このコマーシャルがとてもいいなと思って、いろいろ調べてみて様々な発見があったので、ご紹介しておきます。
Yorkshire Teaはイギリスのヨークシャー地方に本社のある会社で、1977年創業のようです。ヨークシャーでお茶を栽培しているわけではなく、お茶の葉自体は、アフリカやインドなどの外国ですが、お茶のブレンドをヨークシャーのハロゲート(Harrogate)という町で行い商品化して販売しているようです。

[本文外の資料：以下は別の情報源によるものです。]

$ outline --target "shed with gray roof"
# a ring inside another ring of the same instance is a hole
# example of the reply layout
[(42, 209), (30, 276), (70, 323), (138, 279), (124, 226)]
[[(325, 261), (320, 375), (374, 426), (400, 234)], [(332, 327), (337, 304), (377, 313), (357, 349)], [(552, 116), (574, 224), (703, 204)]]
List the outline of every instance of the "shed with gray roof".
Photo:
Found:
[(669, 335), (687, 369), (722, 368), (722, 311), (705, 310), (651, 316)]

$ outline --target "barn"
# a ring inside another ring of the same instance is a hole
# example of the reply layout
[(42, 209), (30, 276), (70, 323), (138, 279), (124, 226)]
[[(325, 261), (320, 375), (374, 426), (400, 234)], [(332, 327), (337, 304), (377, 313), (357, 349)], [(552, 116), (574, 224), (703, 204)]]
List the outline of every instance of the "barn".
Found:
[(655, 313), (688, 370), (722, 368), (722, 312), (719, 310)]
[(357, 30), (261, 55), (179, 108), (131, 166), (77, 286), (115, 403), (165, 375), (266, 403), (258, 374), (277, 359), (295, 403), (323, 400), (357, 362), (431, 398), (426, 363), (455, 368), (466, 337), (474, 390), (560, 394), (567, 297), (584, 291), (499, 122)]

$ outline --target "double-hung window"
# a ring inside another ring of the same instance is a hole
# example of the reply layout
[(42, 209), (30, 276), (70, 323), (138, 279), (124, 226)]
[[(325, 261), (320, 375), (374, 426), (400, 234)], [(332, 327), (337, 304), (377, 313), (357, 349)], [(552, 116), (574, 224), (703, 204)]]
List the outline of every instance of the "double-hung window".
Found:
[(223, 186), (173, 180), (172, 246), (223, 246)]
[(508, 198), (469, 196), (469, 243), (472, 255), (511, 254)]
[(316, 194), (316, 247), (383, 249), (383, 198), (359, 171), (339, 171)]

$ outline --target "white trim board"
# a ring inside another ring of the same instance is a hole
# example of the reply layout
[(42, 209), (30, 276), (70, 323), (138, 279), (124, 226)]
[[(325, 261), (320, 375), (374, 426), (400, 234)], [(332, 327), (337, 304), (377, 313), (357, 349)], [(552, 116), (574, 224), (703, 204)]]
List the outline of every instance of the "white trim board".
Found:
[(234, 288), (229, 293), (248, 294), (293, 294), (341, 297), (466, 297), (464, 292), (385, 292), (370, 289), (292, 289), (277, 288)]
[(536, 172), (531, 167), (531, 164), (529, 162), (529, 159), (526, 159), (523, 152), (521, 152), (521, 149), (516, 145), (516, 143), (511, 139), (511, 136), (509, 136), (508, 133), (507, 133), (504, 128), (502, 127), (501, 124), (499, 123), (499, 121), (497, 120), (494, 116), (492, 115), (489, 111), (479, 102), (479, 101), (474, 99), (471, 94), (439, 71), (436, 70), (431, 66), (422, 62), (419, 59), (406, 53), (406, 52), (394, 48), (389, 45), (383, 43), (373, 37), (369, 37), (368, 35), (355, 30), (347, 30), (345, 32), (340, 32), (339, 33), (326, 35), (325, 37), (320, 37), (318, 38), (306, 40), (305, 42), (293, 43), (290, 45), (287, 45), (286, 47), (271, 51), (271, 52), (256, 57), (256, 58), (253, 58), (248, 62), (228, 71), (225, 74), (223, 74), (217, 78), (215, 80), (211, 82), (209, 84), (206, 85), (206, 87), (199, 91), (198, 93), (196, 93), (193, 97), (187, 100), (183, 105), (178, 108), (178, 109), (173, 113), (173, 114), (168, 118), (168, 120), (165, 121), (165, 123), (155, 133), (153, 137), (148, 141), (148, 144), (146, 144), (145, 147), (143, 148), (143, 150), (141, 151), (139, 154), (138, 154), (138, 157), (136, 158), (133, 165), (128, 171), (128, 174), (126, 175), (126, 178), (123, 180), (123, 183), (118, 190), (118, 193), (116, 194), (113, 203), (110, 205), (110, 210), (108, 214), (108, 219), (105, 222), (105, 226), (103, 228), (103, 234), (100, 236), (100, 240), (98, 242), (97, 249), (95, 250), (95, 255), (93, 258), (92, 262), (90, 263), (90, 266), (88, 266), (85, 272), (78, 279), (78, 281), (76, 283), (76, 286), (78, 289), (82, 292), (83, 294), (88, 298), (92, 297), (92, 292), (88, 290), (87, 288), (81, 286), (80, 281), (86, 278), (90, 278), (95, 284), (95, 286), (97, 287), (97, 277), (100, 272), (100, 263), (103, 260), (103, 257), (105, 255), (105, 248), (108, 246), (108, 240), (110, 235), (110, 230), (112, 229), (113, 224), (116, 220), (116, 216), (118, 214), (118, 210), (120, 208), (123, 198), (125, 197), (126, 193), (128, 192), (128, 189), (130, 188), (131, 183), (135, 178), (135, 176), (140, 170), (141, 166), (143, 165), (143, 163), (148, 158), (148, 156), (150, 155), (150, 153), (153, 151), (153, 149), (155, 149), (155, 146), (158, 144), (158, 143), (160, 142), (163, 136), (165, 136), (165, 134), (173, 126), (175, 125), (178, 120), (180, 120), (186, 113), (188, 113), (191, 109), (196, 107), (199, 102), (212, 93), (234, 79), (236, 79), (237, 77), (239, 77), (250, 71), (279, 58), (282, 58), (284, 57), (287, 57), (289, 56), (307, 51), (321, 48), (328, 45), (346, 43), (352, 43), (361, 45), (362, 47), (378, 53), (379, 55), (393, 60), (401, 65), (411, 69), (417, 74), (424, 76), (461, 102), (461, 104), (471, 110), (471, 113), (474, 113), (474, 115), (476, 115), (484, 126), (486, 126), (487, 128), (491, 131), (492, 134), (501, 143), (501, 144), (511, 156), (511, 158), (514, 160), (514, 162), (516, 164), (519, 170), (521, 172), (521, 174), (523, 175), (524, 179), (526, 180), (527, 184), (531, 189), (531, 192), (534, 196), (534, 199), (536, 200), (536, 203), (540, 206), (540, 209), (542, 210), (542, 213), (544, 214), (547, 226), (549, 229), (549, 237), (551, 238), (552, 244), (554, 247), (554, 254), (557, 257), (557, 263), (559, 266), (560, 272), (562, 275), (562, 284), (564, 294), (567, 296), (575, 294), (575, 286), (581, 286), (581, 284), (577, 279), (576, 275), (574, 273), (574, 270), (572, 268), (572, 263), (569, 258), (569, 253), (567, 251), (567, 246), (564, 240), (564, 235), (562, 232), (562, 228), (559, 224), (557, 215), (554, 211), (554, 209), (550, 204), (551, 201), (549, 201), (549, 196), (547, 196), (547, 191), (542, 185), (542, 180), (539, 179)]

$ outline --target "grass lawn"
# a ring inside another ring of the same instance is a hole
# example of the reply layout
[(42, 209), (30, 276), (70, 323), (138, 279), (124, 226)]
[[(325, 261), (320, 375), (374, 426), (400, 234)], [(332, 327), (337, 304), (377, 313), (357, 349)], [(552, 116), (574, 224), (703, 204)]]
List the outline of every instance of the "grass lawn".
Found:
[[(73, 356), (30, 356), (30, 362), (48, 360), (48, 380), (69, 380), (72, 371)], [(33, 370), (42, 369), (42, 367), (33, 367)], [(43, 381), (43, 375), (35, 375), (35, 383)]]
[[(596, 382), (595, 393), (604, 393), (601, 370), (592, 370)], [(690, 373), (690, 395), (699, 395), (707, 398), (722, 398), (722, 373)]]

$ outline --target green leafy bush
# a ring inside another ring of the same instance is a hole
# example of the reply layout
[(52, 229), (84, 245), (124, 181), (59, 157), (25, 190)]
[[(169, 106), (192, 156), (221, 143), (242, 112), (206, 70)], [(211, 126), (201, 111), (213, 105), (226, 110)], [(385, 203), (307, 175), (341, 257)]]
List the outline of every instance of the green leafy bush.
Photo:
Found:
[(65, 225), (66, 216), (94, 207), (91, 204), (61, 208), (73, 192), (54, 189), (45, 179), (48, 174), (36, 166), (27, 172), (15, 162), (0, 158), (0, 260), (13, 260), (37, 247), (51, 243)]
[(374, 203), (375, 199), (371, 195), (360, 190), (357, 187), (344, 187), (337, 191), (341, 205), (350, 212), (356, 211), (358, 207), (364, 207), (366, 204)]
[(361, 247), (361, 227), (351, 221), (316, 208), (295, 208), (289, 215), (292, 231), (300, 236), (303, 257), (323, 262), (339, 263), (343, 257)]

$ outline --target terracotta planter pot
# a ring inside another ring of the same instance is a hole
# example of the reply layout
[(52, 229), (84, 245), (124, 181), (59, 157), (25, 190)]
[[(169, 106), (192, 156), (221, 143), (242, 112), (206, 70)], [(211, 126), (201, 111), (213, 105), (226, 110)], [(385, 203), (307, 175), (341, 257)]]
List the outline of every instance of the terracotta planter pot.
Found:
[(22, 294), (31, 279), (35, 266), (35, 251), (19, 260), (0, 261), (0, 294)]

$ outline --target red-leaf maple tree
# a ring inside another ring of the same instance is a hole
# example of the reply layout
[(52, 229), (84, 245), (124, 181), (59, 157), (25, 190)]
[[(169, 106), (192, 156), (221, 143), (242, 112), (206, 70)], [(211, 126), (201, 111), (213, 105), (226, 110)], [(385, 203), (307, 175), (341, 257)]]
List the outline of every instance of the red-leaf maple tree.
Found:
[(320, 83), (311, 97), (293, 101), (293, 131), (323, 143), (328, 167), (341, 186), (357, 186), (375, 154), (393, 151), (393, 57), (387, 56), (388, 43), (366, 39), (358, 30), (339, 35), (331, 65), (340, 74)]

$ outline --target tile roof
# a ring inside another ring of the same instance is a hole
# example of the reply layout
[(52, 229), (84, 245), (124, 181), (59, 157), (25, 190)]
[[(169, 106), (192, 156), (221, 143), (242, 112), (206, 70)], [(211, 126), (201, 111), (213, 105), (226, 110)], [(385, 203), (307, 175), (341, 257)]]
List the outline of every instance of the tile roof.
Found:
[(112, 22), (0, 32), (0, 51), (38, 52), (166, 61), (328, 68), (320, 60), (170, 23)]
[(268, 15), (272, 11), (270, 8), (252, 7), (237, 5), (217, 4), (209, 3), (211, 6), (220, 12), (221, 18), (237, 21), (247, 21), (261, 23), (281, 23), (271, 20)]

知らなかったのですが、このYorkshire Teaは英国で28%のマーケットシェアを取っていて、英国でレギュラーブラックティー(紅茶)市場でナンバー1ブランドになっているんですね。イギリスの紅茶と言えば、トワイニングとかリプトンかと思っていた私の知識が古すぎました。昨年まで英国でのマーケットリーダーだったのは、PG Tipsというユニリーバのブランドだったんですね。それをYorkshire Teaが昨年抜いて一位になったのだそうです。
2015年には14%のシェアだったこのブランドが英国のトップブランドとなった背景には、広告代理店Lucky Generalsの起用が大きく影響したようです。このソーシャルディスタンスのコマーシャルもそうですが、実に面白いコマーシャルがいっぱいです。長くなるので、別の機会に回しますが、見ているだけで楽しくなります。
インターナショナル・ティー・コミッティー(ITC)によれば、英国では、一日に飲まれるお茶(紅茶、緑茶、ハーブティー等含む)の量は1億カップ。それがロックダウンの間にさらに伸びたそうです。すべての紅茶ブランドが伸びたわけではないようですが、Yorkshire Teaは昨年比16.2%の伸びだったそうです。
このコマーシャルを見てから、これまでコーヒー派だった私は、紅茶派に転身しました。Yorkshire Teaを買おうと思ったら、そのへんには売ってないので、M&SのEmpress Greyという薄紫のパッケージが可愛いお茶にしました。そしてついでに、リッチ・ティー・ビスケットも。これが実に美味しいんです。
実は、リッチ・ティー・ビスケットは、こちらの動画に影響されました。
この動画のシリーズもよいですね。ではまた。